In quadro generale che evidenzia a livello nazionale ancora tutti gli elementi di una crisi industriale apparentemente irreversibile, la Liguria si presenta come l’anello debole della catena.
In Italia il numero delle grandi aziende oltre i mille dipendenti che nel 1991 erano ancora 241 è crollato nel ventennio successivo a 176 quale esito delle privatizzazioni nei settori fondamentali.
Si è puntato quindi nei settori delle medie imprese dalla produzione finalizzata prevalentemente all’esportazione, nell’intensificazione dei ritmi scontando anche lo sfruttamento del lavoro nero in un quadro di progressiva terziarizzazione dequalificata.
Ebbene la Liguria è tagliata fuori anche dalla partita dei marchi e della media impresa, della ricerca, dei sistemi per l’automazione, della produzione intensiva.
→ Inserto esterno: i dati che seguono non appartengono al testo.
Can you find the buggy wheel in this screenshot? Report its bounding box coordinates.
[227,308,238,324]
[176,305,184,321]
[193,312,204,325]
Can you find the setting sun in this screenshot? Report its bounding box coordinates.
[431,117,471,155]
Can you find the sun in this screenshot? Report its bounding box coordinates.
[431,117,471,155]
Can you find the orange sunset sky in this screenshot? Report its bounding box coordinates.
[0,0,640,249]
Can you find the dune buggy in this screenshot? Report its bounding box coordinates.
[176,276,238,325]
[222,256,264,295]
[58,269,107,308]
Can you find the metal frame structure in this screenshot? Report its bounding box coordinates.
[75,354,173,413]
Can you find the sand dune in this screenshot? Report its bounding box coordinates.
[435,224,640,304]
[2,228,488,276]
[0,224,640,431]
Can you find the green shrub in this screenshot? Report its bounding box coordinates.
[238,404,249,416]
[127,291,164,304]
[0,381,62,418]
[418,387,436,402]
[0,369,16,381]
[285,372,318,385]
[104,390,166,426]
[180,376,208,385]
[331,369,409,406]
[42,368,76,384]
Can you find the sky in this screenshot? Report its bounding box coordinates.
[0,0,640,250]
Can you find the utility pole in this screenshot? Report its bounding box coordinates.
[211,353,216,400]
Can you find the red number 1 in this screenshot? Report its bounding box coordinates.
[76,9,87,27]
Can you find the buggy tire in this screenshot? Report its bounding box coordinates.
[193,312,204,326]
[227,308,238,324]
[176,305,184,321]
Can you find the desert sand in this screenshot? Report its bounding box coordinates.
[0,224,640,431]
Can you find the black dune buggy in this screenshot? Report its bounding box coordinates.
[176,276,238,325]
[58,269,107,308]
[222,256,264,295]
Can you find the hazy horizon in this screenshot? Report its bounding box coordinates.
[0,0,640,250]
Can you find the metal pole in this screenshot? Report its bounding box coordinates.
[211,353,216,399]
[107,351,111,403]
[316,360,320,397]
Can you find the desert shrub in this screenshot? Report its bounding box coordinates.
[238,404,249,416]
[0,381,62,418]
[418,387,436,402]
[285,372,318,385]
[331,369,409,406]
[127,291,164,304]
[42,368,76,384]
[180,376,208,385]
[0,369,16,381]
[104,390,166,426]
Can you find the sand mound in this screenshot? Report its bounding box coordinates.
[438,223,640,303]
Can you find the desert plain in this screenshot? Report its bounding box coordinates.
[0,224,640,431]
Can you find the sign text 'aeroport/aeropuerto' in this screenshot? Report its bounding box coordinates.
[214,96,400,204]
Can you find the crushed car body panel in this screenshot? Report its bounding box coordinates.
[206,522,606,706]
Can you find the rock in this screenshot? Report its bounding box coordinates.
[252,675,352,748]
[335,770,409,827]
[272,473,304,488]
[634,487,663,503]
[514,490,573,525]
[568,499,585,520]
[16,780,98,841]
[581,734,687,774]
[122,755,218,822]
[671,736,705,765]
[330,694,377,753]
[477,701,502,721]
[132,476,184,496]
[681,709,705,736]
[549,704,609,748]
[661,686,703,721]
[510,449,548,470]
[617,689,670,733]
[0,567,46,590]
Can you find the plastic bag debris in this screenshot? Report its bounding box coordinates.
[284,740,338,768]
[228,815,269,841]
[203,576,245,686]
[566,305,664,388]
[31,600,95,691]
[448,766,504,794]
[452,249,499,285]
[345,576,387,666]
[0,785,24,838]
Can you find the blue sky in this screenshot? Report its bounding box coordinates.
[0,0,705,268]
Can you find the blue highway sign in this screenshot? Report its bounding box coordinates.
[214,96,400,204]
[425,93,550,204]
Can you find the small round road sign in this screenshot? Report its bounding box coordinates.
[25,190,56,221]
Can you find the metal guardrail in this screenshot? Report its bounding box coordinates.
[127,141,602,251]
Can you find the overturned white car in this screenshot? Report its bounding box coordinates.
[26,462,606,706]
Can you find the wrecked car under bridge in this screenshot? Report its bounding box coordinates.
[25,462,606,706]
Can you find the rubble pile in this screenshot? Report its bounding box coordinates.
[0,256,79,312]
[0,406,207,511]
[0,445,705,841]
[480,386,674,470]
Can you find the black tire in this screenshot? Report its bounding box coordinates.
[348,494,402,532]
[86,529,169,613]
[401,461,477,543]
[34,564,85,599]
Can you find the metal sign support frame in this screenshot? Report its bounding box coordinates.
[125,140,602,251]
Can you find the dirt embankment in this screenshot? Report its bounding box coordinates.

Tra le 1.660 aziende che in Italia si collocano oltre i 500 dipendenti che tra il 2008 e il 2017 sono riuscite ad aumentare il personale del 30% non figura infatti nessuna azienda della nostra Regione
I dati pubblicati da “Repubblica – Affari e Finanza” a partire dalla pubblicazione “Le principali società italiane” dell’Area Studi di Mediobanca citano a questo proposito 22 aziende lombarde, 14 venete, 12 emiliane, 5 piemontesi, 5 toscane, 3 friulane, 2 campane, 2 pugliesi, 1 trentina, 1 marchigiana, 1 umbra, 1 abruzzese e 1 sarda.
Liguria a zero anche in questa speciale statistica: dati che parlano da soli di una debolezza strutturale della quale davvero non pare interessare granché a istituzioni e addetti ai lavori.